Beresheet carried a small laser retroreflector from NASA intended to measure magnetic fields and provide insight on the moon's iron core. It also had a time capsule that included a Bible, Israeli cultural symbols and a picture of famed Israeli astronaut Ilan Ramon, who died in the crash of the U.S. space shuttle Columbia in 2003.

NASA broadcast the landing attempt live on its dedicated TV channels as well as online.

"While NASA regrets the end of the SpaceIL mission without a successful lunar landing of the Beresheet lander, we congratulate SpaceIL, the Israel Aerospace Industries and the state of Israel on the incredible accomplishment of sending the first privately funded mission into lunar orbit," NASA Administrator Jim Bridenstine said.

"I have no doubt that Israel and SpaceIL will continue to explore and I look forward to celebrating their future achievements," he added.

The Google Lunar X Prize Competition, which offered $20 million for the first privately funded venture to make it to the moon, is what first drove SpaceIL to get Beresheet off the ground.

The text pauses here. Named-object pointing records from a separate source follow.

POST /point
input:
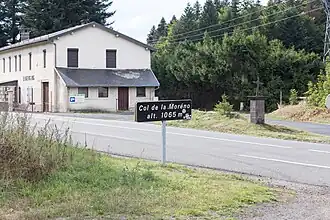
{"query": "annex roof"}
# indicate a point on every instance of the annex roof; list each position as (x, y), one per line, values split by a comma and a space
(76, 77)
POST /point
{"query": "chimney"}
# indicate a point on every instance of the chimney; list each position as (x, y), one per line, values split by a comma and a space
(24, 34)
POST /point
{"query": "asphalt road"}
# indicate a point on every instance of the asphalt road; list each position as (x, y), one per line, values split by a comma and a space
(285, 160)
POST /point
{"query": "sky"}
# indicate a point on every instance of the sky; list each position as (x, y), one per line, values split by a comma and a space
(136, 17)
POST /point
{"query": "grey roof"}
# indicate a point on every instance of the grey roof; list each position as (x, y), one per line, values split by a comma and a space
(60, 33)
(108, 77)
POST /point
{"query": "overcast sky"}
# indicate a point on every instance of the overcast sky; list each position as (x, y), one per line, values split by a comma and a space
(136, 17)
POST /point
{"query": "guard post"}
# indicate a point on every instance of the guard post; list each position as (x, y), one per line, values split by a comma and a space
(163, 110)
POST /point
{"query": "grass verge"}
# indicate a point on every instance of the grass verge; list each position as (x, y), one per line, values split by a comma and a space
(96, 185)
(240, 125)
(302, 113)
(44, 177)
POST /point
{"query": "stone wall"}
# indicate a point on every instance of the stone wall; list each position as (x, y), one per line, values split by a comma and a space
(4, 106)
(257, 111)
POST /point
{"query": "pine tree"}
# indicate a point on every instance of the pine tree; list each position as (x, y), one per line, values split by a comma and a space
(46, 16)
(186, 23)
(173, 20)
(209, 15)
(152, 36)
(10, 18)
(161, 30)
(197, 11)
(235, 8)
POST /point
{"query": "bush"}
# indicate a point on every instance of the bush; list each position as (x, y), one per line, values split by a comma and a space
(293, 99)
(318, 92)
(29, 152)
(224, 108)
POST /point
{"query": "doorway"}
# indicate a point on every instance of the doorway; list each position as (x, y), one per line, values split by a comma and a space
(45, 96)
(123, 98)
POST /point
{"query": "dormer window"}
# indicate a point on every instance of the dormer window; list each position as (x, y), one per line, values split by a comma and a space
(111, 59)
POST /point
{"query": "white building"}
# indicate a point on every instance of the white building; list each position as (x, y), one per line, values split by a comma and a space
(81, 68)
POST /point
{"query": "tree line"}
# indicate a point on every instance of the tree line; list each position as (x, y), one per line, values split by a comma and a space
(223, 47)
(46, 16)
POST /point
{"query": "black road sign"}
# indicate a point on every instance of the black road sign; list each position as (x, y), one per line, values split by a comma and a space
(164, 110)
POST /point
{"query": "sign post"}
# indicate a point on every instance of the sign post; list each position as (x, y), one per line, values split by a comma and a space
(164, 142)
(163, 110)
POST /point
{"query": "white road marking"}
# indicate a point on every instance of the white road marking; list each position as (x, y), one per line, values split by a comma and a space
(319, 151)
(285, 161)
(179, 134)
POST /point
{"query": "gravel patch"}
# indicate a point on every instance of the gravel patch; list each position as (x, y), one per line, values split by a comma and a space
(308, 203)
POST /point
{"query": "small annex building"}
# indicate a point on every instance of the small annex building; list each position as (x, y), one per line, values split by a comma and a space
(87, 67)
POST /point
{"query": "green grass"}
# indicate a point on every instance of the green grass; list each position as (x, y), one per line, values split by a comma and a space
(302, 113)
(96, 186)
(240, 125)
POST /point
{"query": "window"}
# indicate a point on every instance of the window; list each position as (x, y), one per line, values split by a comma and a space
(103, 92)
(30, 61)
(15, 63)
(19, 95)
(73, 57)
(140, 92)
(111, 59)
(83, 91)
(20, 62)
(9, 63)
(45, 56)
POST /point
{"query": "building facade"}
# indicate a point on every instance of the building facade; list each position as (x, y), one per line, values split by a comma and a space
(87, 67)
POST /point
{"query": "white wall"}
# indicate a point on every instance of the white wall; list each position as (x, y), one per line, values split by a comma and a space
(110, 103)
(40, 73)
(93, 42)
(61, 95)
(150, 95)
(93, 102)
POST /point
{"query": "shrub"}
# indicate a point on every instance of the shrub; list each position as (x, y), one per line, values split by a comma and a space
(224, 108)
(29, 152)
(293, 99)
(318, 92)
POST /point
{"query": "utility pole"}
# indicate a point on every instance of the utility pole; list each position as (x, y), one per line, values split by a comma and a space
(326, 4)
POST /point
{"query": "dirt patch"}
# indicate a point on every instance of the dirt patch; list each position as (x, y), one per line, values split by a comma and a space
(309, 202)
(303, 113)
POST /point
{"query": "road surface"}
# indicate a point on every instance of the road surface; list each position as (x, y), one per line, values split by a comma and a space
(285, 160)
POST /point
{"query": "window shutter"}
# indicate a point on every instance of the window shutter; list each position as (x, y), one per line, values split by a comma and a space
(73, 57)
(111, 59)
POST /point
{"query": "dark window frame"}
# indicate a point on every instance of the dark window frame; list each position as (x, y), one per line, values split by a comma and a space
(9, 62)
(20, 62)
(111, 65)
(141, 91)
(69, 64)
(101, 94)
(30, 61)
(4, 65)
(45, 58)
(15, 63)
(87, 92)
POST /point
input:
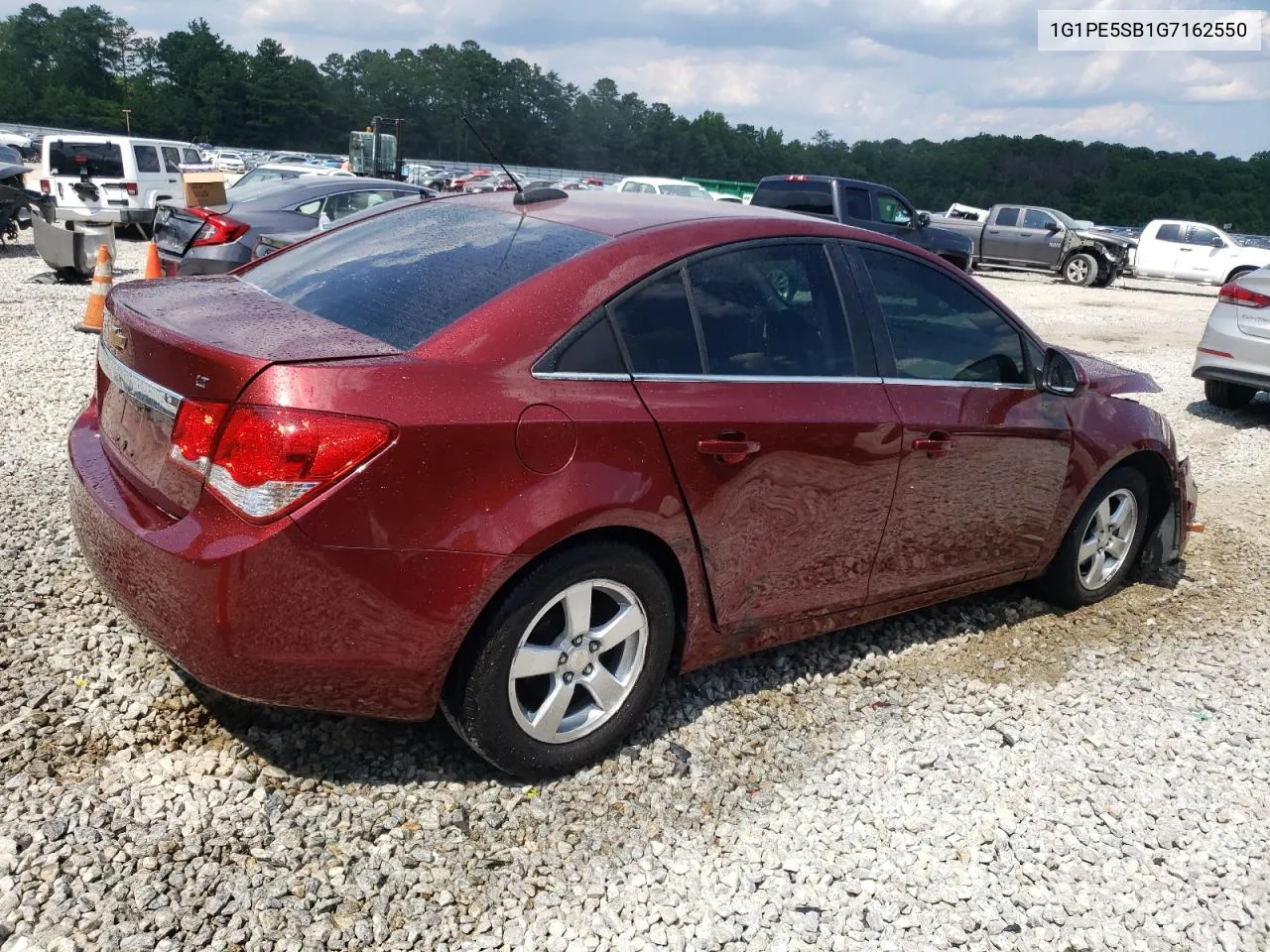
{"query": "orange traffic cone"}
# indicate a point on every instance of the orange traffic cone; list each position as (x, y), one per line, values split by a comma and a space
(153, 268)
(103, 276)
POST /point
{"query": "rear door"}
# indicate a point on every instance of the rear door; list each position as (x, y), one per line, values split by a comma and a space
(1198, 258)
(1001, 235)
(87, 178)
(780, 434)
(1039, 239)
(984, 453)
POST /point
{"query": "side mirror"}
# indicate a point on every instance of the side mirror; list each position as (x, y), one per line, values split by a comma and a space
(1061, 376)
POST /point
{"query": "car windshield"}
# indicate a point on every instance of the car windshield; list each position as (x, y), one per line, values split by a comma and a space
(404, 276)
(685, 190)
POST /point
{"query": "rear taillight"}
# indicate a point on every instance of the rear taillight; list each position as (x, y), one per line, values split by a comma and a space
(1234, 294)
(217, 229)
(268, 460)
(193, 435)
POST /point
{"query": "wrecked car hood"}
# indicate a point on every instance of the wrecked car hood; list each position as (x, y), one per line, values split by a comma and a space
(1110, 379)
(1102, 238)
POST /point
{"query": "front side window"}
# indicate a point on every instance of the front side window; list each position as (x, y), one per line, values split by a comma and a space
(656, 324)
(172, 159)
(892, 211)
(1037, 218)
(146, 157)
(771, 311)
(1201, 236)
(939, 329)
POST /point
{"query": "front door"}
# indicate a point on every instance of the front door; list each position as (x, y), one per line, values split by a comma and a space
(984, 453)
(786, 457)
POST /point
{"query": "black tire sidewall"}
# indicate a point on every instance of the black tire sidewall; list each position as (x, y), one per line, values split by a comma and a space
(480, 702)
(1091, 276)
(1064, 583)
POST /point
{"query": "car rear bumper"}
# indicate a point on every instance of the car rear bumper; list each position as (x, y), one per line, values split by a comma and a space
(267, 615)
(1225, 353)
(204, 259)
(107, 216)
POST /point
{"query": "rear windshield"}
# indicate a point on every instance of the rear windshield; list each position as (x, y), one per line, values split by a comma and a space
(100, 159)
(807, 197)
(404, 276)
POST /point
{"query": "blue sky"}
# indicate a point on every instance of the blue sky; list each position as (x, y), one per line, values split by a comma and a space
(862, 68)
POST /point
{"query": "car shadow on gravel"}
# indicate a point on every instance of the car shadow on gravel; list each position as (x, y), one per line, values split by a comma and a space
(1003, 648)
(1255, 414)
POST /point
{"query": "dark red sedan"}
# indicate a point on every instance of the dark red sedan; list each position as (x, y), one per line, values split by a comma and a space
(522, 458)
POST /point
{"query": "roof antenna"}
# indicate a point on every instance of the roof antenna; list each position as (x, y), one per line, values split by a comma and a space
(522, 197)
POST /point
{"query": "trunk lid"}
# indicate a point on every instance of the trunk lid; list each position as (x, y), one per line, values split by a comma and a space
(176, 227)
(203, 339)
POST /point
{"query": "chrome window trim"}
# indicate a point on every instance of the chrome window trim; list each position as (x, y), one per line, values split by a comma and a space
(144, 391)
(746, 379)
(566, 375)
(979, 384)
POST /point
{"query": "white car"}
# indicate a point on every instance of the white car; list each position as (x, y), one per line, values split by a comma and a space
(112, 179)
(230, 163)
(1233, 356)
(1187, 250)
(662, 186)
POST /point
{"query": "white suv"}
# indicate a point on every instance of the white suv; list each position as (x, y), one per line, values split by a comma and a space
(113, 179)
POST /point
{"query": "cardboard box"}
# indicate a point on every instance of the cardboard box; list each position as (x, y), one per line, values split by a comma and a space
(203, 188)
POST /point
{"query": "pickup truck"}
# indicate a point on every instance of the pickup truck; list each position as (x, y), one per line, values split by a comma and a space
(1044, 239)
(1187, 250)
(864, 204)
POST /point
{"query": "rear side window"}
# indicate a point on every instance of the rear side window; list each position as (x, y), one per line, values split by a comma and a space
(771, 311)
(405, 276)
(656, 324)
(855, 204)
(940, 330)
(1007, 217)
(146, 157)
(807, 197)
(100, 160)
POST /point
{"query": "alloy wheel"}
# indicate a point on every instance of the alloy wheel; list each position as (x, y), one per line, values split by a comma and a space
(1107, 539)
(578, 660)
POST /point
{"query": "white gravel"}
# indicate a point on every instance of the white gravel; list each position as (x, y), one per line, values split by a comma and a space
(987, 774)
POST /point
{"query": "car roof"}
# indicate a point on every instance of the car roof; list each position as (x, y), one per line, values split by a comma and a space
(615, 213)
(656, 180)
(318, 185)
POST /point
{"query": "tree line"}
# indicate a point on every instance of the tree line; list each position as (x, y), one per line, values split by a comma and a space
(82, 66)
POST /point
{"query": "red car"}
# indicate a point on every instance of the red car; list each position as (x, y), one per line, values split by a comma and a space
(522, 457)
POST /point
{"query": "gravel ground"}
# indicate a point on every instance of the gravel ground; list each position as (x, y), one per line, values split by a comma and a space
(985, 774)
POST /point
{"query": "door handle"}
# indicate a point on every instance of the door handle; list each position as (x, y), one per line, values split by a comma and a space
(729, 451)
(934, 445)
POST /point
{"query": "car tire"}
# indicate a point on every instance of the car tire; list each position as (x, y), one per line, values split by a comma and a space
(597, 694)
(1228, 397)
(1080, 270)
(1110, 526)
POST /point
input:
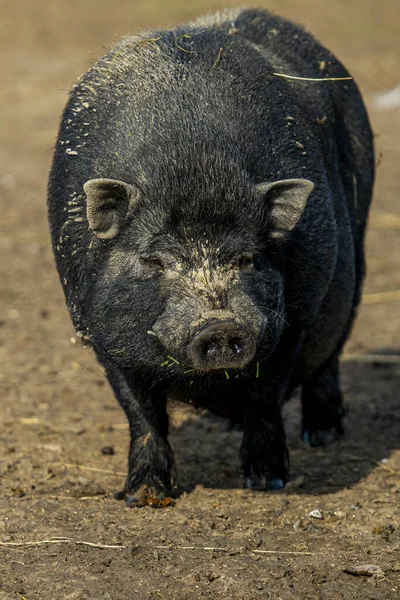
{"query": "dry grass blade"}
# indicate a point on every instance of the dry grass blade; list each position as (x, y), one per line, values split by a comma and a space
(61, 540)
(371, 358)
(313, 78)
(216, 549)
(380, 297)
(283, 552)
(84, 468)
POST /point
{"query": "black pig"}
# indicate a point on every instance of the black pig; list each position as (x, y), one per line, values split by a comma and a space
(207, 214)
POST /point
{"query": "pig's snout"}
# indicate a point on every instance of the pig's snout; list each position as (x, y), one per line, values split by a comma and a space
(221, 345)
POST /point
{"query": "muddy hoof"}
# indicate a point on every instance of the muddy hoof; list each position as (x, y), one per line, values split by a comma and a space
(321, 437)
(260, 483)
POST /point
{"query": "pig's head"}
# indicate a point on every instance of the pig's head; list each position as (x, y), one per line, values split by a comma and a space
(189, 282)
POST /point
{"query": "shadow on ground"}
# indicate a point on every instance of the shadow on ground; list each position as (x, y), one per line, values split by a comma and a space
(207, 455)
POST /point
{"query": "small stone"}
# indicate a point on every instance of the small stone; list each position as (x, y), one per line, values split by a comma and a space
(316, 514)
(366, 570)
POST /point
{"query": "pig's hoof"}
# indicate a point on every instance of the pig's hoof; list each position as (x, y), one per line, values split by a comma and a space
(321, 437)
(146, 496)
(257, 483)
(275, 484)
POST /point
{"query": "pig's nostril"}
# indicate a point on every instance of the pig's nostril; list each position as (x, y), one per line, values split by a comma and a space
(210, 348)
(221, 345)
(236, 346)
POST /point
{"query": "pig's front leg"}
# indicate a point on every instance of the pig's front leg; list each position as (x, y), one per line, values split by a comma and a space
(264, 455)
(150, 464)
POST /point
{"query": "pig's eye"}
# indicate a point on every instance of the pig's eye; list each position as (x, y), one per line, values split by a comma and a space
(153, 262)
(244, 261)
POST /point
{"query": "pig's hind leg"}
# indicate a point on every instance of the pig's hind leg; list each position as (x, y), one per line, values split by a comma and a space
(322, 405)
(150, 463)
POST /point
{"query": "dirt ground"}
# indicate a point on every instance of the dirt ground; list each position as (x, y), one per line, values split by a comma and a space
(62, 534)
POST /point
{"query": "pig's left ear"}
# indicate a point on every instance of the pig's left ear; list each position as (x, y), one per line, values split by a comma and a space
(286, 201)
(107, 205)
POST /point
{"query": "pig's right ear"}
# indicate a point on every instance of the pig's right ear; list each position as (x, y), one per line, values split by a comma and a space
(107, 205)
(286, 201)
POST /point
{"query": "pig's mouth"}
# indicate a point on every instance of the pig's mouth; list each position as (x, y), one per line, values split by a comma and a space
(221, 345)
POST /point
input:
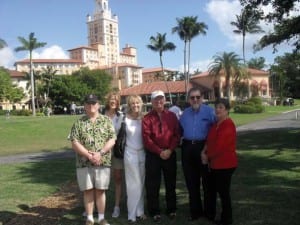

Beresheet made the final cut, but after several deadline extensions, the competition ended last year without a winner.

SpaceIL pressed on with its dream, convinced the mission would help inspire Israel's next generation to study science and engineering. The $100 million mission was financed largely by Israeli billionaire Morris Kahn and a handful of other investors.

"The second I heard their dream, I wanted to support it," said Kahn. "I knew it would give us in Israel a sense of pride."

The XPrize Foundation congratulated the SpaceIL team despite the failed landing.

"No matter what actually happened, what SpaceIL is doing here achieves our whole vision. There's no question this is a global news story that still inspires and guides future innovators and entrepreneurial start-ups," said Peter Diamandis, XPrize founder. "We're extraordinarily proud they made it this far."

Spacecrafts crash more on other planets than they do on the moon, but the moon has had seen failed missions previously, said American University professor Howard McCurdy, who has written several books about space.

In the 1960s before the Apollo lunar landings, NASA sent seven unmanned Surveyor flights to the moon and two failed, he said.

"What makes it hard is the conditions — the geological and atmospheric conditions are different on the moon and the planets than they are on Earth," McCurdy said. "It makes it really hard to test" the spacecraft's landing back on Earth.

McCurdy said nearly 50 years ago Neil Armstrong had to fly eight kilometers (five miles) before landing to avoid hitting a rock and had to deal with a malfunctioning radar altimeter.

Phil Larson of the University of Colorado, who was a space adviser in the Obama White House, said the Israeli effort underlines that "space is still extremely hard, and landing human made objects on other worlds is an utmost challenge."

But, he added, "While it failed to land successfully, overall it was a path-breaking and innovative project."